I agree with the futility of the subject, but if you have to have a filter, check out Ning's Boxwood:
Boxwood is a PHP extension for fast replacement of multiple words in a piece of text. It supports case-sensitive and case-insensitive matching. It requires that the text it operates on be encoded as UTF-8.
Also see this blog post for more details:
Fast Multiple String Replacement in PHP
With Boxwood, you can have your list of search terms be as long as you like -- the search and replace algorithm doesn't get slower with more words on the list of words to look for. It works by building a trie of all the search terms and then scans your subject text just once, walking down elements of the trie and comparing them to characters in your text. It supports US-ASCII and UTF-8, case-sensitive or insensitive matching, and has some English-centric word boundary checking logic.

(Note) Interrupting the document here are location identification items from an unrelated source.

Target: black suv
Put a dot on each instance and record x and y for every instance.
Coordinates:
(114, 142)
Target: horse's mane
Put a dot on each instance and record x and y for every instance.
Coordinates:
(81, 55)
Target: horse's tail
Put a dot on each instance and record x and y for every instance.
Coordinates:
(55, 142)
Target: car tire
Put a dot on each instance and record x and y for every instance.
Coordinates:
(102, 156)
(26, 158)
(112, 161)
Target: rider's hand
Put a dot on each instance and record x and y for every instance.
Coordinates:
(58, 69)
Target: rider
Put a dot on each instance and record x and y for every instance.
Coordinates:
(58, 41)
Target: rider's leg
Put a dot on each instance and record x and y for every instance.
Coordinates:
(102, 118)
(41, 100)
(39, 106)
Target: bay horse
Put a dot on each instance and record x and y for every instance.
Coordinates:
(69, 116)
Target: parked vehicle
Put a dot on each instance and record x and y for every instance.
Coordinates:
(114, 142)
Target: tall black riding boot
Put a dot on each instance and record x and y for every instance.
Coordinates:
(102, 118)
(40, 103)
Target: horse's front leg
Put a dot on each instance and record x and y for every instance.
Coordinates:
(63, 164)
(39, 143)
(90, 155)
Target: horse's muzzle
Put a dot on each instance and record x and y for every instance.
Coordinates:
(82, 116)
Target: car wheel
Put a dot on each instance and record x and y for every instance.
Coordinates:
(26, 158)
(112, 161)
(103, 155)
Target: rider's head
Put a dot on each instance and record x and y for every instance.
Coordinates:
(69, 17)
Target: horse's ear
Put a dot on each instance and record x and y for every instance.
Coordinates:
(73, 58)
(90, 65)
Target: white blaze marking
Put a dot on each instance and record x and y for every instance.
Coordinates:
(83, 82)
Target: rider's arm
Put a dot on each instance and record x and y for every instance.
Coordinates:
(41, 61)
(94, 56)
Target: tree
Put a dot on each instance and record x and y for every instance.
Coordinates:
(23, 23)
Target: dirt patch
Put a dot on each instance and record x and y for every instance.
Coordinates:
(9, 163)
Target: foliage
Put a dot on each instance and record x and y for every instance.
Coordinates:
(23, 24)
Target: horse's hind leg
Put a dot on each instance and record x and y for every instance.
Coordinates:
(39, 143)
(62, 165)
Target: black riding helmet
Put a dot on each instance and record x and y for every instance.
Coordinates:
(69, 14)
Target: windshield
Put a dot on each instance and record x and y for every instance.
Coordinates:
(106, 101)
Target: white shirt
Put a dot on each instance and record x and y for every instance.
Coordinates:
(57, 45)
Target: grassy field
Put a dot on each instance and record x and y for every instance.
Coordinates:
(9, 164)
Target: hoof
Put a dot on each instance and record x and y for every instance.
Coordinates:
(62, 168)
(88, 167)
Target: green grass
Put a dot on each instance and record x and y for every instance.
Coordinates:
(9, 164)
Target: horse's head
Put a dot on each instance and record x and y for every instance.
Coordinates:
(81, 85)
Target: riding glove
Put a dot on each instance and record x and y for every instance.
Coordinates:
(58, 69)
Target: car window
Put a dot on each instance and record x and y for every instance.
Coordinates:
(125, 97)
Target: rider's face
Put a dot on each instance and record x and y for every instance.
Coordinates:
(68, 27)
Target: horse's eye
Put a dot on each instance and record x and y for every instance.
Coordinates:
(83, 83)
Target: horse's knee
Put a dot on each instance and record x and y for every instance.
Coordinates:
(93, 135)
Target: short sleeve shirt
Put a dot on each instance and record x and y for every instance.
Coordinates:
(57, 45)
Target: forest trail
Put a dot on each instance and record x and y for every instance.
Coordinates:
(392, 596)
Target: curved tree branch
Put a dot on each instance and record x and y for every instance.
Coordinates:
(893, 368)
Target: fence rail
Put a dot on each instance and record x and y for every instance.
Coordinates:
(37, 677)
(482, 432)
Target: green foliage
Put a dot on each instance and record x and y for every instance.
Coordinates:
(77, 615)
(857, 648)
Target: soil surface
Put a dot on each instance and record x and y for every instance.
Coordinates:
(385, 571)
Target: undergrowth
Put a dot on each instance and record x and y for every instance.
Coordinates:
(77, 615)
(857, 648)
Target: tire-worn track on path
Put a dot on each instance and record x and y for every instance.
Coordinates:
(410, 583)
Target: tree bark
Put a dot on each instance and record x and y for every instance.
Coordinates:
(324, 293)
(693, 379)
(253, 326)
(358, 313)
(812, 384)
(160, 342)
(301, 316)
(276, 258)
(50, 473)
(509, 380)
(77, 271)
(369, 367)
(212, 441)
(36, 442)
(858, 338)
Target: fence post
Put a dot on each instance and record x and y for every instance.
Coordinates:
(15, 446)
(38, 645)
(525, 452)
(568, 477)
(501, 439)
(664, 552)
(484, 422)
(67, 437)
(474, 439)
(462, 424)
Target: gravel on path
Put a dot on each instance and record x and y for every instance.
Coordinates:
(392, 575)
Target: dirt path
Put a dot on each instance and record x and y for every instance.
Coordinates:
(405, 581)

I concluded, in order to create a good profanity filter we need 3 main components, or at least it is what I am going to do. These they are:
The filter: a background service that verify against a blacklist, dictionary or something like that.
Not allow anonymous account
Report abuse
A bonus, it will be to reward somehow those who contribute with accurate abuse reporters and punish the offender, e.g. suspend their accounts.
Don't.
Because:
Clbuttic
Profanity is not OMG EVIL
Profanity cannot be effectively defined
Most people quite probably don't appreciate being "protected" from profanity
Edit: While I agree with the commenter who said "censorship is wrong", that is not the nature of this answer.